Leaf storm

Indian scientists are resorting to tissue culture to salvage plants facing extinction

 
By Anju Sharma
Published: Thursday 15 December 1994

Endangered: over 700 plant spe DEFORESTATION in tropical regions could cause the disappearance of 50-150 plant species every day, reveal recent statistics collated by the International Union for Conservation of Nature and Natural Resources***(where?). The data shows that about 25,000 plant species are in danger of extinction, and at the present rate of destruction of the natural environment, another 60,000 could become extinct over the next 3 decades.

In India, it is estimated that about 2,000 species are in danger of being lost forever. In the Western Ghats alone, about 700 species of flowering plants are now threatened.
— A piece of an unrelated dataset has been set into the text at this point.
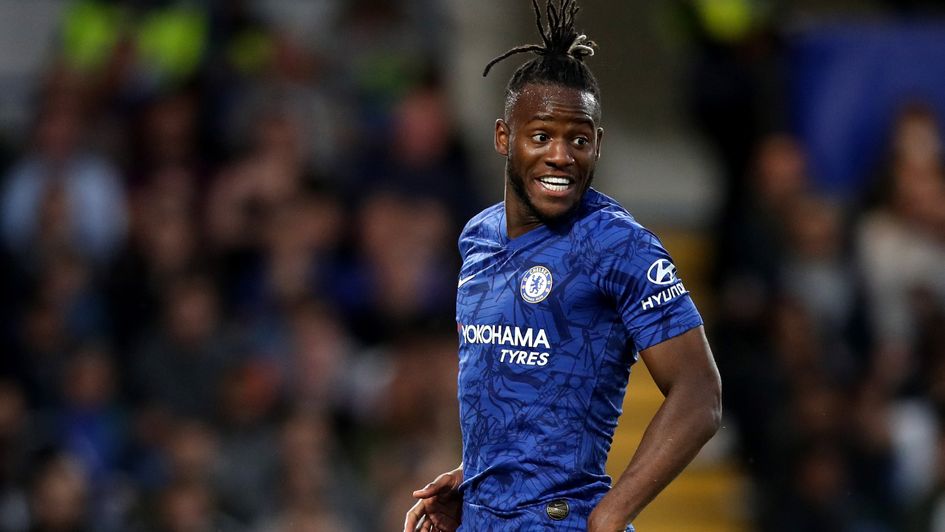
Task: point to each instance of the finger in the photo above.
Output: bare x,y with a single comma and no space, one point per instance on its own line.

While attempts are being made to arrest the destruction of natural habitats, scientists are also jumping in to prevent the extinction of several species. Efforts to save endangered plant species are being made by the M S Swaminathan Research Foundation (MSSRF) in Madras in collaboration with the Thiruvananthapuram-based Tropical Botanic Garden and Research Institute, and the Institute of Forest Genetics and Tree Breeding in Coimbatore.

A survey carried out in the Ponmudi hills and Kakki hills of the Western Ghats and the Kolli hills in the Eastern Ghats located 8 threatened plant species and many endemic species with a critically low population. These include Phaeanthus malabaricus, driven to near extinction because vast tracts in its distribution range have been cleared for commercial crops and plantations in the past few decades.

The survey in the Eastern Ghats yielded a sizeable population of Crotolaria longipes and Ficus albipila, both endangered species. "Of the 170 endangered plants in Tamil Nadu, Crotolaria is the only endangered plant that has been successfully grown in the lab using tissue culture techniques," says Ranjit Daniels, principal scientific officer at MSSRF.

The scientists are now growing about 25 species of rare and endemic plants in controlled conditions in a greenhouse at the MSSRF. The foundation plans to undertake work on standardising tissue culture techniques to propagate these rare species with a view to re-introducing them into their original habitat.